HER2-positive and triple-negative breast cancers (TNBC) are more prone to developing brain metastases compared to hormone receptor-positive, HER2-negative subtypes. Approximately 25-50% of people with TNBC and 30-50% of those with HER2-positive disease may develop brain metastases. In contrast, the rate for hormone receptor-positive (HR+) disease is around 14%.

Identifying Symptoms and Diagnosis

When breast cancer spreads to the brain, it can cause various neurological symptoms. Common indicators include severe or persistent headaches, new or worsening seizures, and visual disturbances like blurred or double vision.

Individuals may also experience cognitive changes, including confusion, memory issues, or difficulty concentrating. Physical symptoms can involve impaired balance or coordination, and weakness or numbness, often affecting one side of the body. These symptoms arise from the pressure the growing tumors exert on brain tissue or from disruption of normal brain function.

Diagnosis begins with a clinical evaluation based on reported neurological symptoms. If brain involvement is suspected, advanced imaging techniques are utilized. Magnetic Resonance Imaging (MRI) is the preferred and most sensitive tool for detecting brain metastases, offering detailed views of tumor location, size, and number, often enhanced with contrast dye.

Computed Tomography (CT) scans may be used if an MRI is not feasible. If imaging results are inconclusive or if leptomeningeal disease (cancer spread to the membranes surrounding the brain and spinal cord) is suspected, a lumbar puncture may be performed to examine cerebrospinal fluid for cancer cells. A biopsy may also be conducted if the diagnosis remains uncertain.

Treatment Options for Brain Metastases

Treatment for breast cancer brain metastases involves a combination of local and systemic therapies. Local treatments directly address tumors in the brain. Surgery, or resection, involves the removal of one or more tumors, particularly when accessible and causing significant symptoms.
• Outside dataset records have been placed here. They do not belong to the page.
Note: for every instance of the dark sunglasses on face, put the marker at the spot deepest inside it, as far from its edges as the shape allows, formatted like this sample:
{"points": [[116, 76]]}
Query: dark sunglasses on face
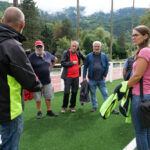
{"points": [[39, 46]]}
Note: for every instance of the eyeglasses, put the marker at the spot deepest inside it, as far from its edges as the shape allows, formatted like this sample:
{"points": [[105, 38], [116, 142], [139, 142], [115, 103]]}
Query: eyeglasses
{"points": [[39, 46], [135, 35]]}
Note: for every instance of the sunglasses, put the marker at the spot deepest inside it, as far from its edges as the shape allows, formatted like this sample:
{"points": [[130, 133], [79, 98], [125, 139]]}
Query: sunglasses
{"points": [[39, 46]]}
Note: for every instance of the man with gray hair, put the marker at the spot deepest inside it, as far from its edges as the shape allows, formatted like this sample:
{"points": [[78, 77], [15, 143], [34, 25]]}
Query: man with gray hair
{"points": [[16, 74], [97, 65]]}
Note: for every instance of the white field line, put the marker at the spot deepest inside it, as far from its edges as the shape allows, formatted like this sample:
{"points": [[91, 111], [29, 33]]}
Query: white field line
{"points": [[131, 145]]}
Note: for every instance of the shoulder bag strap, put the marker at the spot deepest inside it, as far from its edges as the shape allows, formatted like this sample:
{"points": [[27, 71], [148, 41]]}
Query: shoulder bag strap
{"points": [[141, 87]]}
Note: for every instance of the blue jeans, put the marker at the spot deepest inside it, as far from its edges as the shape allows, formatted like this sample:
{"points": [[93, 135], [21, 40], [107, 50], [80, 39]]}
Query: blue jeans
{"points": [[142, 134], [102, 87], [10, 133]]}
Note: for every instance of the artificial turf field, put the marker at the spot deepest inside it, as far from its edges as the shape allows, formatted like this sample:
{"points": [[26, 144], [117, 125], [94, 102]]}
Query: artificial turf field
{"points": [[83, 130]]}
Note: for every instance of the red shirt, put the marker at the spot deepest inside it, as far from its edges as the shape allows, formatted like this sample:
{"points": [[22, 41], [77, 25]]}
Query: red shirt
{"points": [[73, 72]]}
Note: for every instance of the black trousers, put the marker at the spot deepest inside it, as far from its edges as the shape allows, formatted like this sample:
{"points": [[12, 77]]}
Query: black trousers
{"points": [[73, 85]]}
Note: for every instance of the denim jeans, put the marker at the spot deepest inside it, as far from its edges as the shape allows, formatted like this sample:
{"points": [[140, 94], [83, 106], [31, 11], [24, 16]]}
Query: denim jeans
{"points": [[102, 87], [142, 134], [10, 133]]}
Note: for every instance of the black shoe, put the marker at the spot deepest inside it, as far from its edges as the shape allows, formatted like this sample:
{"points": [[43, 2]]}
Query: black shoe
{"points": [[51, 114], [93, 109], [39, 115], [115, 112]]}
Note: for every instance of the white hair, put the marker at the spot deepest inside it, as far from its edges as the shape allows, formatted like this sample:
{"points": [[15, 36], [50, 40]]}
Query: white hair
{"points": [[97, 42]]}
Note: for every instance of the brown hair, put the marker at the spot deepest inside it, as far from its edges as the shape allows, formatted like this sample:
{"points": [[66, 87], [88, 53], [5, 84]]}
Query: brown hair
{"points": [[142, 29]]}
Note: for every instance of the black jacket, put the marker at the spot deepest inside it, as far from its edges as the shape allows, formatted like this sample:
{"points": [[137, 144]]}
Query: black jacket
{"points": [[66, 63], [15, 73]]}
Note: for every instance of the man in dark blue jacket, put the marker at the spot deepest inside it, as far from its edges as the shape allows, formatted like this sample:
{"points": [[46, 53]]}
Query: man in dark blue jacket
{"points": [[16, 74], [97, 65]]}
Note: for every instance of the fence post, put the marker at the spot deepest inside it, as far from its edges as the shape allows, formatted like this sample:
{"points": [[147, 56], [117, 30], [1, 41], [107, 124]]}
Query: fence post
{"points": [[62, 81], [120, 69], [111, 71]]}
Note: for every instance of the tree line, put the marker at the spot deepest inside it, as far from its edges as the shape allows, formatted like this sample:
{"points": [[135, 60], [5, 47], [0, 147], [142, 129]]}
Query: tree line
{"points": [[57, 30]]}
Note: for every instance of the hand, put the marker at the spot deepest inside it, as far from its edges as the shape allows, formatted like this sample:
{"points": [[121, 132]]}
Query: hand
{"points": [[75, 62], [120, 94]]}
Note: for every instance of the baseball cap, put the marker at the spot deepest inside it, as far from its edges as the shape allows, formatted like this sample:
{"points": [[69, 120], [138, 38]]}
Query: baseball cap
{"points": [[39, 43]]}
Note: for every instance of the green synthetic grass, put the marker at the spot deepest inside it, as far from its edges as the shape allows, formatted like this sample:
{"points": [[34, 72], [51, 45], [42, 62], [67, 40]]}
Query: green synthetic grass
{"points": [[83, 130]]}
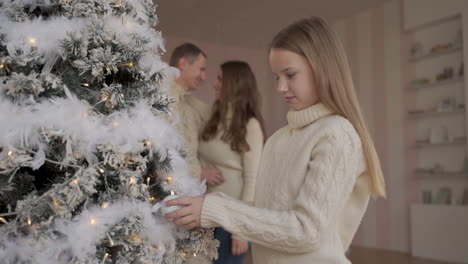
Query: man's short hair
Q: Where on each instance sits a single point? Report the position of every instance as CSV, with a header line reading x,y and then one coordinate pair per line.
x,y
186,50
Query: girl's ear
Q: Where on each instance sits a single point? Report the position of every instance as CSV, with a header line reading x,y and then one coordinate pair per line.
x,y
182,64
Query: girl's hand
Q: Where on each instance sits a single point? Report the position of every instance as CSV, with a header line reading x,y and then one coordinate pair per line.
x,y
189,216
239,247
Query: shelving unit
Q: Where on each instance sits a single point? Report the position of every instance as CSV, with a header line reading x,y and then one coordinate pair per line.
x,y
459,142
440,175
436,54
438,84
438,231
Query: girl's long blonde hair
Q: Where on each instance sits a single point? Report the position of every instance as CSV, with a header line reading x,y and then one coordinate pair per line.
x,y
313,39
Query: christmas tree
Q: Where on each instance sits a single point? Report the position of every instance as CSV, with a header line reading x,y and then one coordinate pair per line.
x,y
86,156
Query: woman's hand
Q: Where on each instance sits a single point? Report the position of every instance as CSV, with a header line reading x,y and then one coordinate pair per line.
x,y
190,215
213,176
239,247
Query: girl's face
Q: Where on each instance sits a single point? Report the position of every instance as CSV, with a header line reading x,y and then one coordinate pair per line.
x,y
296,81
217,85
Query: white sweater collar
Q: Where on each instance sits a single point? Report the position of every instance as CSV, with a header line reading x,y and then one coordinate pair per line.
x,y
301,118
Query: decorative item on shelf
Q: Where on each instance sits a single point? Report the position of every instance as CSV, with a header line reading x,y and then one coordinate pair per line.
x,y
417,49
167,209
438,134
444,196
465,165
447,104
447,73
419,82
441,47
458,40
427,196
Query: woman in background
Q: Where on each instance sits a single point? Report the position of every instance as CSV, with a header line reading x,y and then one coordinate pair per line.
x,y
232,142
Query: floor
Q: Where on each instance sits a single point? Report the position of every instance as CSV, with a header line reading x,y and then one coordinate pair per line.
x,y
361,255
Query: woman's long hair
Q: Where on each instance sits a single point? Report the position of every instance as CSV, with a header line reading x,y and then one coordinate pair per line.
x,y
314,40
239,101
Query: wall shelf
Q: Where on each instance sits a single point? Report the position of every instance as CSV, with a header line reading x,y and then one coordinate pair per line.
x,y
427,144
433,113
442,175
435,54
456,80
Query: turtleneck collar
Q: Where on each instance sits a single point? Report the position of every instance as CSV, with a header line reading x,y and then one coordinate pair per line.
x,y
301,118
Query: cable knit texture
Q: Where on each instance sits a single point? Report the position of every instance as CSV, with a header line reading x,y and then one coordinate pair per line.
x,y
310,196
191,118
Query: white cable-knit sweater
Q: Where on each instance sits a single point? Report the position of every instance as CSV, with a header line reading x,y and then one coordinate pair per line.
x,y
310,195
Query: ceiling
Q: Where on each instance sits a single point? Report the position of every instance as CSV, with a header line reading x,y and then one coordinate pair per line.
x,y
246,23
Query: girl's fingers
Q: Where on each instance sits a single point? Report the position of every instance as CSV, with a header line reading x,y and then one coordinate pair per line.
x,y
184,220
191,225
181,201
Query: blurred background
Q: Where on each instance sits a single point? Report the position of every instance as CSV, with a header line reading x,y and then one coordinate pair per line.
x,y
407,60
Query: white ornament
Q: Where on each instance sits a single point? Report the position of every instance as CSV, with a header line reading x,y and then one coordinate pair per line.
x,y
167,209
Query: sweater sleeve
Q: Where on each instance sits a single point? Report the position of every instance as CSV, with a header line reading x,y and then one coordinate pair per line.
x,y
251,159
334,166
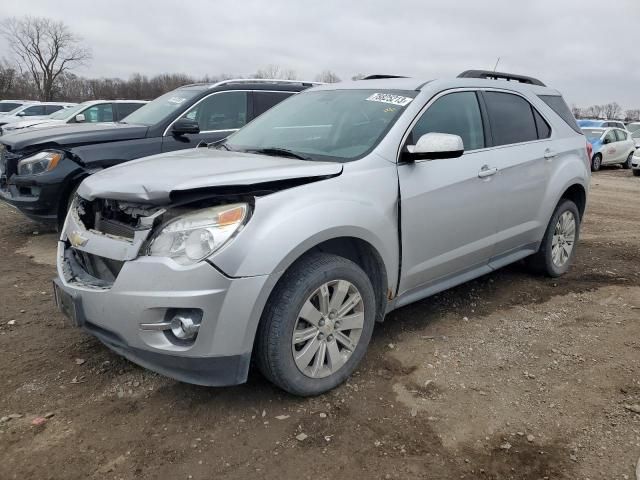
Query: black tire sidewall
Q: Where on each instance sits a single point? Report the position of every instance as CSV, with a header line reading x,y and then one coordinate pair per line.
x,y
551,268
301,282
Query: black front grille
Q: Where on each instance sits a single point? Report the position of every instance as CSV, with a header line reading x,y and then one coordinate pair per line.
x,y
93,269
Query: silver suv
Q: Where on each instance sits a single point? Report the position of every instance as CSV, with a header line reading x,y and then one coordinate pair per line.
x,y
287,242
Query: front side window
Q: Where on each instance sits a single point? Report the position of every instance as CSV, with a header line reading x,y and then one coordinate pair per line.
x,y
220,111
329,125
99,113
455,114
511,118
163,107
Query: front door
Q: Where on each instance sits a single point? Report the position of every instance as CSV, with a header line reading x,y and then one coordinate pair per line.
x,y
448,207
218,115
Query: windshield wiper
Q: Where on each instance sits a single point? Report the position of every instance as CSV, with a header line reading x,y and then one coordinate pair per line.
x,y
283,152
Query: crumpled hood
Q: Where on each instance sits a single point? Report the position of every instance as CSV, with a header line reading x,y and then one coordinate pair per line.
x,y
68,135
153,179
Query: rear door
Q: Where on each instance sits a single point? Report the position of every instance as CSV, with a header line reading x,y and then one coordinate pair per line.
x,y
448,207
218,115
522,153
610,147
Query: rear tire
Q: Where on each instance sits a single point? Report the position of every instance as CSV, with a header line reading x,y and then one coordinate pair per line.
x,y
301,343
558,247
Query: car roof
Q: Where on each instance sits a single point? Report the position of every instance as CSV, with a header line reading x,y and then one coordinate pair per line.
x,y
416,84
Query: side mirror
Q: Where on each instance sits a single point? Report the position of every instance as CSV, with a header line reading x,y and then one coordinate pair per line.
x,y
434,146
185,126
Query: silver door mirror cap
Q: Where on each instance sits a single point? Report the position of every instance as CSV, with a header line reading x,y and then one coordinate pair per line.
x,y
433,146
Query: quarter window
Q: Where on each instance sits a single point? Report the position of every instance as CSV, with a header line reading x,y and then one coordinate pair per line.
x,y
455,114
99,113
221,111
511,118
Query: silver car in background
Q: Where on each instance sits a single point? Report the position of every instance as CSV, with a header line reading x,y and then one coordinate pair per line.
x,y
287,242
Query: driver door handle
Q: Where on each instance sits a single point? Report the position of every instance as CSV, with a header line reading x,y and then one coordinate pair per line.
x,y
485,171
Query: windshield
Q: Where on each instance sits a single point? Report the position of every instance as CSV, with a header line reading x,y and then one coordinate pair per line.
x,y
8,106
66,113
163,106
19,109
335,125
593,134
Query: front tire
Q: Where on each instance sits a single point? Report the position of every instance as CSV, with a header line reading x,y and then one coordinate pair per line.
x,y
317,325
558,247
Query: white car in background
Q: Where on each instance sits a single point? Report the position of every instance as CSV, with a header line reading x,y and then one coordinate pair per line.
x,y
94,111
610,146
33,111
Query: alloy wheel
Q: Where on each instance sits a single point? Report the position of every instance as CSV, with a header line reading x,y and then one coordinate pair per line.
x,y
328,329
564,236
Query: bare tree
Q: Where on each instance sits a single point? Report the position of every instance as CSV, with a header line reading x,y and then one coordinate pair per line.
x,y
327,76
612,110
275,71
45,48
632,115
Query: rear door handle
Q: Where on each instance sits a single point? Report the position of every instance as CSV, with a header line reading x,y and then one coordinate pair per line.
x,y
485,171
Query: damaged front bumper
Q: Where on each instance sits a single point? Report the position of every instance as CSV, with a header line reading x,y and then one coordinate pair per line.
x,y
117,295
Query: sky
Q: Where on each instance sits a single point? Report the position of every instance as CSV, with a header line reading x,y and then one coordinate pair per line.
x,y
587,49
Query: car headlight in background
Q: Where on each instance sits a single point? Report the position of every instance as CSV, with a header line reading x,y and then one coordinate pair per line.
x,y
39,163
190,238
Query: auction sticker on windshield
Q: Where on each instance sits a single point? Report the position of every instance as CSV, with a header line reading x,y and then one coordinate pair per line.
x,y
390,98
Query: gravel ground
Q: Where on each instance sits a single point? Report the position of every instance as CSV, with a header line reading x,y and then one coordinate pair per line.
x,y
510,376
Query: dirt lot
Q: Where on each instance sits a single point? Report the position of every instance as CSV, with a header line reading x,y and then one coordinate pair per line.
x,y
507,377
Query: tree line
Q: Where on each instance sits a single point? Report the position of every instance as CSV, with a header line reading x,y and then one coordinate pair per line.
x,y
611,111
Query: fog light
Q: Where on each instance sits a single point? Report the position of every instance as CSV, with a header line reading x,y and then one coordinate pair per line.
x,y
183,327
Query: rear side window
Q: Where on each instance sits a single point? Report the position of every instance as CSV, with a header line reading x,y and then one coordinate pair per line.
x,y
558,105
49,109
263,101
622,136
125,109
455,114
544,130
35,110
511,118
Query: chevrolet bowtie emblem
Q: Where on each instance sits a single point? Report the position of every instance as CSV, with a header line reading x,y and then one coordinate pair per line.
x,y
77,240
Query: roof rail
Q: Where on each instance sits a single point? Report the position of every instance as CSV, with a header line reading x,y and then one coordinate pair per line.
x,y
264,80
489,75
381,76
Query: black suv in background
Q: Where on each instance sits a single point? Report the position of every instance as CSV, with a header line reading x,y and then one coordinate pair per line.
x,y
39,170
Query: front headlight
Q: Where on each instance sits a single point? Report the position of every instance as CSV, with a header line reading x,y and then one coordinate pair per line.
x,y
190,238
39,163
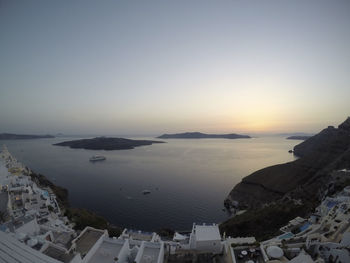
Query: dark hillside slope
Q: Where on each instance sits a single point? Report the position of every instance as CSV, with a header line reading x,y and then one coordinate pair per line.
x,y
277,194
319,155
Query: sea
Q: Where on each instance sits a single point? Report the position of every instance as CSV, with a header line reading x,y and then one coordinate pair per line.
x,y
188,178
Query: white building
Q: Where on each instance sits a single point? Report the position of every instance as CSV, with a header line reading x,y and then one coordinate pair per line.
x,y
206,238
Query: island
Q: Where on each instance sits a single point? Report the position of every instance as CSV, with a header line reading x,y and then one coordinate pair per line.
x,y
12,136
199,135
106,143
302,138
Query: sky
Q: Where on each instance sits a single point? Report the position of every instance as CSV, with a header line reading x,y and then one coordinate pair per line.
x,y
153,67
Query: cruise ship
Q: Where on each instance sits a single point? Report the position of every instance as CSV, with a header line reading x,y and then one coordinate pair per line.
x,y
96,158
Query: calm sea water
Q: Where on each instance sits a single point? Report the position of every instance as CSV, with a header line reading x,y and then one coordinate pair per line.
x,y
188,179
Radiation therapy is another local approach. Whole-brain radiation therapy (WBRT) delivers radiation to the entire brain, aiming to control widespread microscopic disease. Stereotactic radiosurgery (SRS) is a more focused radiation that delivers high doses to specific tumor sites with precision, minimizing damage to surrounding healthy brain tissue. Combining SRS with WBRT can improve intracranial tumor control rates.

Systemic treatments target cancer cells throughout the body. Chemotherapy uses powerful drugs to kill rapidly dividing cancer cells. Targeted therapies, such as HER2 inhibitors, block specific pathways cancer cells use to grow and spread, especially for HER2-positive breast cancer. For example, tucatinib, in combination with capecitabine and trastuzumab, has shown improved progression-free survival for patients with HER2-positive breast cancer brain metastases.

Immunotherapy helps the body’s immune system recognize and destroy cancer cells. Steroids are often prescribed to reduce brain swelling and pressure, alleviating symptoms. Treatment choice depends on the number and size of metastases, the specific breast cancer subtype, and the patient’s overall health.

Managing Life with Brain Metastases

Living with breast cancer brain metastases requires supportive care and maintaining quality of life. While the prognosis has historically been challenging, advancements in treatment have led to improved outcomes. Overall survival for breast cancer patients with brain metastasis is now closer to over two years, with a life expectancy of three years for those with HER2-positive tumors.

Symptom management is a significant aspect of care. Medications may be prescribed to control specific symptoms, such as anti-seizure drugs or corticosteroids to reduce brain swelling. Physical therapy, occupational therapy, and speech therapy can also help manage neurological deficits and improve daily functioning.

A multidisciplinary team approach is employed, involving oncologists, neurosurgeons, radiation oncologists, neurologists, and palliative care specialists. This collaborative effort addresses all aspects of the patient’s physical and emotional well-being. The focus remains on controlling cancer progression, managing symptoms, and supporting the patient in maintaining independence and comfort.